I overhear my upstairs neighbor and his wife argue about monogamy. He wants to sleep with other people, he's turned on by other people. She agrees for him to do this. He makes his way downstairs and flirts with me and a group of women I'm with. We are younger ballerinas visiting Colorado for a stint. We gallop through my father's old pantry, next to the washing machine where my mother hangs her Bruce Springsteen poster. As he flirts, we leap away in pirouettes. Then I'm in NYC or maybe Portland, maybe Galway Ireland. There are cobblestones and stairs and stores under apartments. I take my bike from a garage. I've forgotten my bike lock so instead I use Elmer's glue. I walk my bike up the stairs to a dance studio. I lay my naked body in front of the teacher and think about telling her how it's hard for me to come most ways. Maybe dancing will open up my body more. I'm aroused by the thought of her touching me. I open my legs wide.
All the work I've ever done
A shift of protocol is happening at work. The office grows, rather the people in the office grow. I attempt to go to my desk and it's not there. My computer is gone. All of the creative department is missing. I walk around the building looking for them, one of the designers is getting food at a food cart. She yells at me about losing her job, then blames me for it. She's someone I used to work with but no longer work with. I question my work, all the work I've ever done, ever will do.
Florida Beaches
The woman my stepfather left my mother for is now a Brazilian woman. She's a cross between the owner of a restaurant where I used to work at and Clarice Lispector. She is in the process of moving out of my father's house. We meander down to a Floridian beach looking for a hotel room. The woman slips into a garage and nestles her head up to the janitor. He jumps on her. I watch as she is gang raped by the entire hotel staff. I can't do anything to help.
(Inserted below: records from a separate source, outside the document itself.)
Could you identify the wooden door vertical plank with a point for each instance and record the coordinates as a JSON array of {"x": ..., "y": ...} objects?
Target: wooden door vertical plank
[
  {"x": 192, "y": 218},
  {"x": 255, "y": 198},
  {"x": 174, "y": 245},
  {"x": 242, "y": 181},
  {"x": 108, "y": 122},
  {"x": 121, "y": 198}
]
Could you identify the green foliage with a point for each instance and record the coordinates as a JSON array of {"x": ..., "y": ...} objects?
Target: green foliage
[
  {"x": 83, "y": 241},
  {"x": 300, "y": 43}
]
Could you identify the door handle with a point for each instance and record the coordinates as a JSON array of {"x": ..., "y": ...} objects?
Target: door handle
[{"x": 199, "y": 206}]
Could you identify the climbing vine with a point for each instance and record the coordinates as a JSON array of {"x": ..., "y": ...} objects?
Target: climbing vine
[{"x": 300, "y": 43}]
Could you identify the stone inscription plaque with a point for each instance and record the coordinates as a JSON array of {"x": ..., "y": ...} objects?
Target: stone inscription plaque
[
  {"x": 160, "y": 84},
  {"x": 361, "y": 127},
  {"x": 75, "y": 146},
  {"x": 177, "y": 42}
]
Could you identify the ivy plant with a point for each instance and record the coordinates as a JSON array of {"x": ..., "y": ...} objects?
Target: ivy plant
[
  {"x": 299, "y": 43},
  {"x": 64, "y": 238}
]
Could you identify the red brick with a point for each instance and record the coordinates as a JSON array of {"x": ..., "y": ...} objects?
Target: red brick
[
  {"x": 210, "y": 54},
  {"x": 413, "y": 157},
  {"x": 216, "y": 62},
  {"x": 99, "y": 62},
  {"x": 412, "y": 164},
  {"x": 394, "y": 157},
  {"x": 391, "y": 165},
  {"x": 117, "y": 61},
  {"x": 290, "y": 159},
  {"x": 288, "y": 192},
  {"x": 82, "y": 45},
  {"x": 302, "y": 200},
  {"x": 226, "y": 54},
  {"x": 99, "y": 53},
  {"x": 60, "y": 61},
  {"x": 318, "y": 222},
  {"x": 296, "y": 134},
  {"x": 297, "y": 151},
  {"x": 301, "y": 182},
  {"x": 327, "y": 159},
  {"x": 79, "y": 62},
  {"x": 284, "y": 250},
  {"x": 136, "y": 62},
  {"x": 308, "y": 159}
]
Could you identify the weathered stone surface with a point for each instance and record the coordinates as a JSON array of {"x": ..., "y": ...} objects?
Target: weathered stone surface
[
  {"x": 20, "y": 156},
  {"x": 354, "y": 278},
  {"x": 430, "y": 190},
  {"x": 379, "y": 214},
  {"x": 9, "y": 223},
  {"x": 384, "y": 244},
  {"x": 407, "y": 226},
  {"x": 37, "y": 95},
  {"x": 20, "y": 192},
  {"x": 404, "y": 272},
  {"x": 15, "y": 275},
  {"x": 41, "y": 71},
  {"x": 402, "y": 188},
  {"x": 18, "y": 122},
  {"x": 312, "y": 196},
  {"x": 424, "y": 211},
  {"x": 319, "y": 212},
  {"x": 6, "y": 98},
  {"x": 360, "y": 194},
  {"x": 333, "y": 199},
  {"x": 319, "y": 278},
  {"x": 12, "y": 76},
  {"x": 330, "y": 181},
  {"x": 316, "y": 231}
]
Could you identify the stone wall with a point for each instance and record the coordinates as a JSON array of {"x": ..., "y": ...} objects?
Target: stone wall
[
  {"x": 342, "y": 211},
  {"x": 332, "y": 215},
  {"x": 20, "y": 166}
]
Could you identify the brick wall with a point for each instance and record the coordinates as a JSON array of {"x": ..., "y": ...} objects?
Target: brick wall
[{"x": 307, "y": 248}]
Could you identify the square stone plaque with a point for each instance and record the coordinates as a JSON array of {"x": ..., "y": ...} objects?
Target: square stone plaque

She's on top of a car, drunk out of her mind. Mascara runs down her beautifully aged cheeks. I put a towel around her shoulders.
Kitchen Sink
Therapy is happening with a group of artists I know. My therapist asks all of us to be honest with him, as honest as we can be. The office space feels like it's in NYC. I'm a little exhausted there, pressured by external timelines and obligations. I announce to the group of artists that I feel like my days wobble between feeling like a phony and feeling like my true self. Everyone nods. They too believe this about themselves, about their art and life practice. The room turns into an apartment that belongs to a married couple I know. They are both visibly blue, literally blue in the face, with sadness. The wife is in the kitchen sink, her head is submerged in dishwater. Her face is drawn and morose. The husband wears his coat and it seems like he's going somewhere. I offer to take their daughter for a few days. They say I can try but she may not like the idea of leaving. I walk upstairs to their daughter's bedroom and on the way pass a guru from Australia. She asks me what's on my mind. I tell her secrecy is on my mind. If I could speak freely about things, act freely about things, I'd feel like a better human being. She wants money from me, this is her secret. I can feel it and immediately lose my trust in her. I walk up the stairs to my friend's daughter's room. She plays with toys. I stand and watch her from the doorway.